So, instead of rewriting that inspirational piece I crafted and subsequently lost, I will go in another direction:
What happens when you wake up one day and realize that you lied to yourself for so long you don't even remember doing it? It can be about something big, like a relationship or a job, or something less important, like believing yourself to be a great athlete when you can't throw straight, or thinking you have other talents or skills you simply don't have...but BELIEVE you do (much to the chagrin of others...).
Kind of scary to think about, isn't it? One day this month, or maybe it was sometime in February, I sort of woke up to a similar reality--one where I recognized that a significant part of my life was nothing more than a deception. It's very difficult to reimagine your life once you're in a kind of pattern of comfort and familiarity. Maybe you've lived in the same house or apartment for decades; maybe you like to go to the same grocery, the same post office, dry cleaner, or restaurants because you know the people there and it's just easy to run in and do what you have to do. We all have our own comfort zones; when in your own "wheelhouse," no matter what is wrong with your life, with your work, or with your relationships--things just FEEL better. Unfortunately, we construct these "wheelhouses" as an unwitting (in most cases) illusion. It's actually a very proactive thing to do--create a safe place for yourself to regroup, where stress is minimized and you can refresh before facing the world again. But what happens when we let these constructs, these comfort zones, go too far? What happens when we do remember the truth???

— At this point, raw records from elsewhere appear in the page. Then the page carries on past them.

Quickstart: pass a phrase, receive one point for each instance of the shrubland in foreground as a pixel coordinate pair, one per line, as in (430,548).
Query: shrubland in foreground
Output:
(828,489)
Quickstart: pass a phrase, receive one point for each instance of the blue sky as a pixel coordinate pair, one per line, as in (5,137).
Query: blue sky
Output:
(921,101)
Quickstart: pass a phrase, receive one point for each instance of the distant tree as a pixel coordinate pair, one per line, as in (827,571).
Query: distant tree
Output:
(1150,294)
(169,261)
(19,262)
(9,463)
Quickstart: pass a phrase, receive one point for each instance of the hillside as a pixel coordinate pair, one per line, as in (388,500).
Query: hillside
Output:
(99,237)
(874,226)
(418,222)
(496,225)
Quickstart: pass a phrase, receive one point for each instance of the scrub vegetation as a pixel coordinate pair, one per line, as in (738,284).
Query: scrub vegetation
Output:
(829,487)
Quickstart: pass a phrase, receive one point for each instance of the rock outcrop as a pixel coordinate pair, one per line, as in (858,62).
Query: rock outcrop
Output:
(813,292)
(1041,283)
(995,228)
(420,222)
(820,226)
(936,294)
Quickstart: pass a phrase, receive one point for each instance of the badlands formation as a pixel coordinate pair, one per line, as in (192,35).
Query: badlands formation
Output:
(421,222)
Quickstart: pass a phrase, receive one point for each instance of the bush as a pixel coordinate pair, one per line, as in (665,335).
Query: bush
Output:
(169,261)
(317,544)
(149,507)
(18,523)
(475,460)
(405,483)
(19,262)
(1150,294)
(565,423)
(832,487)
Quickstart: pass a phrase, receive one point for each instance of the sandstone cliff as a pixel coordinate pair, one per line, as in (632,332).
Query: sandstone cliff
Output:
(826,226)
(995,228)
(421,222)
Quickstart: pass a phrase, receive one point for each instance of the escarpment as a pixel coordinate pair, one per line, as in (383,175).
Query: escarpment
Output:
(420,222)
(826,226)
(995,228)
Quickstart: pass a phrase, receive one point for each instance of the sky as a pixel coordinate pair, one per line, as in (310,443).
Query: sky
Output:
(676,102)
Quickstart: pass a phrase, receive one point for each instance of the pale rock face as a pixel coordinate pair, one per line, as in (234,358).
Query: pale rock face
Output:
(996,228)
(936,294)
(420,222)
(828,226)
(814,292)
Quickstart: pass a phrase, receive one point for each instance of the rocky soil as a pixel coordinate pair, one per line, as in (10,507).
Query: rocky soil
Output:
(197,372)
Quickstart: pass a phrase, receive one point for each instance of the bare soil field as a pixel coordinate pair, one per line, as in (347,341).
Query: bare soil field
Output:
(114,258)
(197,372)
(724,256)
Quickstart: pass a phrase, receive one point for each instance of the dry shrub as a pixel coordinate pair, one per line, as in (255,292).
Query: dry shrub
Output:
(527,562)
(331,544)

I'm not sure I know yet. Do you stop living the comfortable lie, or do you bravely go where your feet have yet to take you? There's a great deal of this type of duplicity in the human condition. Sometimes we call it "compromise," other times it's referred to as "selling yourself short."

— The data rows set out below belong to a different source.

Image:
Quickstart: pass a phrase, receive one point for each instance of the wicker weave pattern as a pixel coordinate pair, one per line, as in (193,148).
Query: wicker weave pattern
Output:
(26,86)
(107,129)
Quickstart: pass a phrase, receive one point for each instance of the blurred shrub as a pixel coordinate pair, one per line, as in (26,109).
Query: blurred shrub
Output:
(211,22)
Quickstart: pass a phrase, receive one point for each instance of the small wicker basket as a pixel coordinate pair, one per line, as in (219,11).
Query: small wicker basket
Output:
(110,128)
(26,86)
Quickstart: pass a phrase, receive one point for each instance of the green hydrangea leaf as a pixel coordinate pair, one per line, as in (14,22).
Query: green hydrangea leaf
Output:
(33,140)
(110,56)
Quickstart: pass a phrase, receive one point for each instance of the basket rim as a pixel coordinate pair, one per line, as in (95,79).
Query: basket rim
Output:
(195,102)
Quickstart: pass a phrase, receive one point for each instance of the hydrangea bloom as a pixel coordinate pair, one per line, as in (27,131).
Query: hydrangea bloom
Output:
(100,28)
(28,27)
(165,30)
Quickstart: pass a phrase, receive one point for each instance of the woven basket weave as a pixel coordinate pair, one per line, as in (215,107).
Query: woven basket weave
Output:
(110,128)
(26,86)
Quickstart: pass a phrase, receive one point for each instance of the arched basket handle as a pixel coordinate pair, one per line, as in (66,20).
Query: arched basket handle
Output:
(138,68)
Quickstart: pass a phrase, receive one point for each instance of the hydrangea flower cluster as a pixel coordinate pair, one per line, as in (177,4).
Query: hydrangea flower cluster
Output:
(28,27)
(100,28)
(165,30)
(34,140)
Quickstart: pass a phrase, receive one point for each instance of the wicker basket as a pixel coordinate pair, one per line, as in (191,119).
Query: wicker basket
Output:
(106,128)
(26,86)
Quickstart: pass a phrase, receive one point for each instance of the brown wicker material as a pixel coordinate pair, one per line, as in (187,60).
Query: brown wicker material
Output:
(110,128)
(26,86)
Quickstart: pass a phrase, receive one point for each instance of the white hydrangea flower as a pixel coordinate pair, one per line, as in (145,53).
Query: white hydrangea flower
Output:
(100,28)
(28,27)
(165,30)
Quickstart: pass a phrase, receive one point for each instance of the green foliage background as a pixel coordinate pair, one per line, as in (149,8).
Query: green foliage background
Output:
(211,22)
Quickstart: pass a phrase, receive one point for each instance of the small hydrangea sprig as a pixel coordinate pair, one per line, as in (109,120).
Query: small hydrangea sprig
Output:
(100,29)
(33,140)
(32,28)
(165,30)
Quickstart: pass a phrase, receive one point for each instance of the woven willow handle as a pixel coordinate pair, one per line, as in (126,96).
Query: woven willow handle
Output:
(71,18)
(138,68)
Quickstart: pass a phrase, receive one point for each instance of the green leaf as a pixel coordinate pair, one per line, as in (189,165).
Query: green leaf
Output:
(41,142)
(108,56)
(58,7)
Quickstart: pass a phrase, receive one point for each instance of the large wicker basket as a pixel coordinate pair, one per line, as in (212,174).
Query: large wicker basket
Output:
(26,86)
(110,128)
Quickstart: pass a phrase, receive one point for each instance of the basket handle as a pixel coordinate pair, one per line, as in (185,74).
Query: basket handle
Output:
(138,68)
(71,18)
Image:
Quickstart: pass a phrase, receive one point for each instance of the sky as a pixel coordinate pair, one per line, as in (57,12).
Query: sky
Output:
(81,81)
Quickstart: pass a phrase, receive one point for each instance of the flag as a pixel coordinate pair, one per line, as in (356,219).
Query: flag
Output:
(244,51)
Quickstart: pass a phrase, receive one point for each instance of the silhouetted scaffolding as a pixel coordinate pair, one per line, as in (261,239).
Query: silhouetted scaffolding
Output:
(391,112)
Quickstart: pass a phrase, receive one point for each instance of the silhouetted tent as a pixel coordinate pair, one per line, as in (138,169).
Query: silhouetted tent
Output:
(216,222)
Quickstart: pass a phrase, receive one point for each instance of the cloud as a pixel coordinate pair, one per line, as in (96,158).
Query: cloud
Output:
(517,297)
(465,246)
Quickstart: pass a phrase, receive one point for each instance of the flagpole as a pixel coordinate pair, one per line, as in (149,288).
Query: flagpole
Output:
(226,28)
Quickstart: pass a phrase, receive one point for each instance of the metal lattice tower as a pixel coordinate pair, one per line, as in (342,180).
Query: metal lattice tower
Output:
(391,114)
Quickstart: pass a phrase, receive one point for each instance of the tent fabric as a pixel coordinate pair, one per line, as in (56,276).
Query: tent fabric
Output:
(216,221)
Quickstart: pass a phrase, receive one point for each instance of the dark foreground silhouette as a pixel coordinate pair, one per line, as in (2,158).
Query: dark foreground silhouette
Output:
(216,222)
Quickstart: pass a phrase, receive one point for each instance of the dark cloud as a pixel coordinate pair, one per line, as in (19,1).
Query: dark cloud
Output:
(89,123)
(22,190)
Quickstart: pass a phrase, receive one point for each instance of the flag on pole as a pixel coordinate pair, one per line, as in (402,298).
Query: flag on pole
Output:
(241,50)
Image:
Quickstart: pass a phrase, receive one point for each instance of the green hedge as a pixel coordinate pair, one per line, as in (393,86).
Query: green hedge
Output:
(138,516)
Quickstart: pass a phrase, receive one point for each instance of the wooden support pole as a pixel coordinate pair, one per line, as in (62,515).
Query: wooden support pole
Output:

I'm guilty of often selling myself short; and I generally don't lack confidence--it's really not that. For me, it's about facilitating others--when I examine my duplicitous state, it's with the recognition that I chose to make compromises where I don't use my full potential so I can help others. This doesn't sound like a bad thing--unless you've been doing it for a very long time and wake up one day, very unhappy, with the least relevant question in the history of humanity on your lips: WHY?
I call it the least relevant question because, whenever we ask it, we almost ALWAYS already know the answer. It just makes us FEEL better to say it out loud.
I knew why I woke up with "why?" on my lips recently. I even knew HOW to solve the apparent duplicity. But the resolution would take me far afield from my comfort zone. In fact, there would be nothing comfortable about it at all.
Sigh.
So now what? THAT is the real question. You see the illusion you created for whatever your reason; you recognize that it has contributed to your unhappiness. But even in that recognition, perhaps some good has come out of out it--maybe not just some good, a lot of good. More duplicity. More compromise.
I used to lecture about Joseph Campbell in the classroom, particularly in relation to heroes in our popular culture. Campbell believed that to truly be the "Master of Two Worlds," a hero had to TRANSCEND the apparent duality (good v. evil, etc.) by finding the underlying singularity (the connection betwen the two dualing sides)--kind of like in quantum physics, where two different particles (the duality) come together in an entaglement (the underlying singularity) and you can no longer tell one differing particle from another. Or perhaps with Passover and Easter here this week, we can use the theological example of the body and the soul (the duality), connected by the underlying singularity, God.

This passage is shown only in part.